Bahrain enjoyed another gold rush at the 19th Asian Games in Hangzhou, China, yesterday when world champion Winfred Yavi stormed to victory in the women’s 3,000m steeplechase and the 4x400 mixed relay team ran the race of their lives to claim the gold medal.
Yavi, who also won the event in the 2018 Asian Games and for whom this was her third major title in six weeks after her World Championship triumph in Budapest in late August and her victory in the Diamond League in Oregon last month, defended her title in a new Asian Games record time of 9 minutes 18.28 seconds.

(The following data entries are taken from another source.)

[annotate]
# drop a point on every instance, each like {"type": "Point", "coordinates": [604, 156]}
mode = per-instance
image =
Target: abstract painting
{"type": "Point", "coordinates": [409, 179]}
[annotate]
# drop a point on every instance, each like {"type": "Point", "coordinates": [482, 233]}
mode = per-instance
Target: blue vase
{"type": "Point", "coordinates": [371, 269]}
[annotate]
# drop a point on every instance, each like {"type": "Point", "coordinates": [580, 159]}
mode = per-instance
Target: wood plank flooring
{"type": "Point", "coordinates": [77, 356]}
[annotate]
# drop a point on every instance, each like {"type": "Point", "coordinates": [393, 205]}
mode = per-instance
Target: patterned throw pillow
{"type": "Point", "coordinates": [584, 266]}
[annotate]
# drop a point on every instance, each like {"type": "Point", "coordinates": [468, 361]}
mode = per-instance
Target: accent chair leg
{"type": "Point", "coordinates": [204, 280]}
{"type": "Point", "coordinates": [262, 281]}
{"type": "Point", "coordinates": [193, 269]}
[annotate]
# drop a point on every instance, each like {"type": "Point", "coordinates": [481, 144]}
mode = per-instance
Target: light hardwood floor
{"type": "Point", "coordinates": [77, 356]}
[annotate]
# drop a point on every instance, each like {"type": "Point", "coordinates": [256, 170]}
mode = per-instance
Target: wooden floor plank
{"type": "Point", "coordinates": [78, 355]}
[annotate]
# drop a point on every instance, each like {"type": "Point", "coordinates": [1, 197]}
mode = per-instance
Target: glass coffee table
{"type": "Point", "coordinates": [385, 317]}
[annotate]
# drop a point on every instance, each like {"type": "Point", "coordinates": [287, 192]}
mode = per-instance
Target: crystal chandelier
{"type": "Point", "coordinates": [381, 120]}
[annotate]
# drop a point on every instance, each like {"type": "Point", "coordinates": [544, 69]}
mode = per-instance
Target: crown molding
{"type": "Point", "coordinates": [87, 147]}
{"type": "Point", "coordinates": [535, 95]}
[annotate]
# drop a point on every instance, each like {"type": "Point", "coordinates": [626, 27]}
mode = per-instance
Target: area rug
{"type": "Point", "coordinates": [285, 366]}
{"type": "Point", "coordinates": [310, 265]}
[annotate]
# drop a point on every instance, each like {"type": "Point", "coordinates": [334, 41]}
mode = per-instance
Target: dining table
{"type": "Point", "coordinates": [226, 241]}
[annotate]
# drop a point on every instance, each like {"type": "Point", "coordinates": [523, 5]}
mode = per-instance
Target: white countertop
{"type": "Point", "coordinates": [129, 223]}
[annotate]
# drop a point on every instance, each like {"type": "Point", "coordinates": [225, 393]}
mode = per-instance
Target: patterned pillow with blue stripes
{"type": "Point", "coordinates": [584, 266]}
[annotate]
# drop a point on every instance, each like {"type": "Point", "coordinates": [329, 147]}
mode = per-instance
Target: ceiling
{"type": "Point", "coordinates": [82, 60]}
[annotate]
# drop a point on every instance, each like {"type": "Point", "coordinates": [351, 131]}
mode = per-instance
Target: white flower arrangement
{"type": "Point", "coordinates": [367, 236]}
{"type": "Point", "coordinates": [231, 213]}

This was also the second gold medal that pre-race favourite Yavi clinched inside two days after her triumph in the women’s 1,500m on Sunday.
“I had a lot of pressure with people saying ‘you’re going to win’,” the 23-year-old, Kenyan-born athlete said afterwards.
“So I was careful and just tried to break the Asian Games record.”
Meanwhile, the 4x400m mixed relay team staved off a strong challenge by Sri Lanka and India to race to the victory podium with a time of 3:14.02.
Musa Ali Isah ran the first leg in 43.30s before he handed the baton to Oluwakemi Odekoya. After running the second leg in 54.10s, she passed it to Abbas Yusuf Ali and, after running the third leg in 45.68s, he, in turn, handed it to Salwa Eid Naser, who sprinted across the finish line in 50.94s.
There was high drama after the race after Sri Lanka, who had finished in second place were disqualified for a lane infringement, which meant that India, who had initially placed third, won silver with Kazakhstan receiving the bronze.
And there was redemption, also, for Naser, who had suffered the heartbreak of being disqualified for a false start in the women’s 200m final earlier.
But Bahrain still got into the medals list in that race with Nigerian-born Edidiong Odiong – who won the event in the 2018 Asian Games – nabbing the bronze with a time of 23.48s, behind gold medallist Shanti Pereira, of Singapore, who clocked 23.03s and silver medallist China’s Yuting Li, who was timed at 23.28s.
With the latest haul yesterday, Bahrain is ranked 10th on the competition medals list with six gold, one silver and four bronze medals.
Hosts China head the list with a whopping 270 medals, including 147 gold, 81 silver and 42 bronze medals.